User tripping port flood rules in csf

[retired1af]

This one isn't so much about how to protect a server, but rather why a specific user is tripping the port flood rule. I use csf on the server, and port 80 is set to: 80;tcp;20;5 (20 connections within 5 seconds).

The user is using XP and Firefox. He's an elderly gentleman and has been a member of the site for many, many years. So anything overtly malicious on his part is ruled out.

What I'm trying to figure out is why he's tripping this rule, and what could be on his machine that causes this behavior, whether it's a Firefox addon or something else. Has anyone else run across something like this?

[Mudgen]

Have not run across this, but any chance someone may have been in his about:config and changed any of the network.http.* settings? Especially network.http.pipelining, which defaults to false?

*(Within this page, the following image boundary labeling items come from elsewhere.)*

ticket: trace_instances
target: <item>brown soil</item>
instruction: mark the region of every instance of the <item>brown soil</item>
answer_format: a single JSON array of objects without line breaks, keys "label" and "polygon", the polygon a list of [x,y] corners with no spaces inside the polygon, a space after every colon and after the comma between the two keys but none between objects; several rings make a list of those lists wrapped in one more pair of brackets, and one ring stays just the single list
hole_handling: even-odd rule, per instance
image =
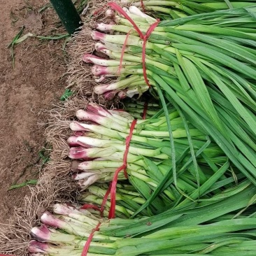
[{"label": "brown soil", "polygon": [[0,15],[0,223],[7,223],[14,207],[22,207],[28,187],[8,190],[14,183],[36,178],[45,144],[44,129],[52,104],[64,91],[65,39],[29,38],[15,46],[15,63],[7,48],[24,25],[22,35],[62,34],[51,8],[38,10],[47,0],[1,0]]}]

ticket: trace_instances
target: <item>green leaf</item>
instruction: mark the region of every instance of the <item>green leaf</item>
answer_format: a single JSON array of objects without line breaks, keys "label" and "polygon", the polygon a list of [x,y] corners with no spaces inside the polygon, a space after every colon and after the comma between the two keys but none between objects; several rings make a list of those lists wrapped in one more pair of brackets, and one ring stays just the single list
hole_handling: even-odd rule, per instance
[{"label": "green leaf", "polygon": [[16,188],[20,188],[22,187],[25,187],[27,185],[36,185],[37,182],[38,182],[38,180],[30,180],[24,181],[24,183],[20,183],[20,184],[12,185],[8,190],[14,190]]}]

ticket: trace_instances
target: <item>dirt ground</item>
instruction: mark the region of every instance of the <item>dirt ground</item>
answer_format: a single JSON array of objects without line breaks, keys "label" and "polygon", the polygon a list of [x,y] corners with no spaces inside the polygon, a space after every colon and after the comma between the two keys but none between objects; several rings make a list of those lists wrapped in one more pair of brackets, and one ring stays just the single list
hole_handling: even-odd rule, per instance
[{"label": "dirt ground", "polygon": [[[45,111],[59,102],[64,91],[65,39],[29,38],[11,50],[7,46],[24,26],[41,36],[66,32],[46,0],[0,0],[0,223],[6,223],[15,206],[22,206],[27,187],[11,185],[36,178],[45,146]],[[39,13],[38,11],[41,10]]]}]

If you turned that on and upped network.http.pipelining.maxrequests up to 30 from the default 4 it could do what you're seeing, and there are Firefox tweaking guides out there that suggest doing this to speed up the browser.

[rcgreen]

It might be Fasterfox

Dynamic speed increases can be obtained with the unique prefetching mechanism, which recycles idle bandwidth by silently loading and caching all of the links on the page you are browsing.

https://addons.mozilla.org/en-US/firefox/addon/1269/

[retired1af]

We've narrowed it down to his modem/router combination. He gave me a key indicator yesterday when he mentioned his laptop running IE also was having issues hitting the site. I'm pouring over the documentation for his modem/router combo to see if there's anything in those settings that would trip anything up.

Strange thing is, up to a few weeks ago, he wasn't having issues. I upgraded csf a couple of weeks ago, and I suspect there may be a corelation there.

Still digging into this one.

[Mudgen]

Sounds like a good component isolation. Please do post back if you figure it out. If I can't help, I'd like to learn something.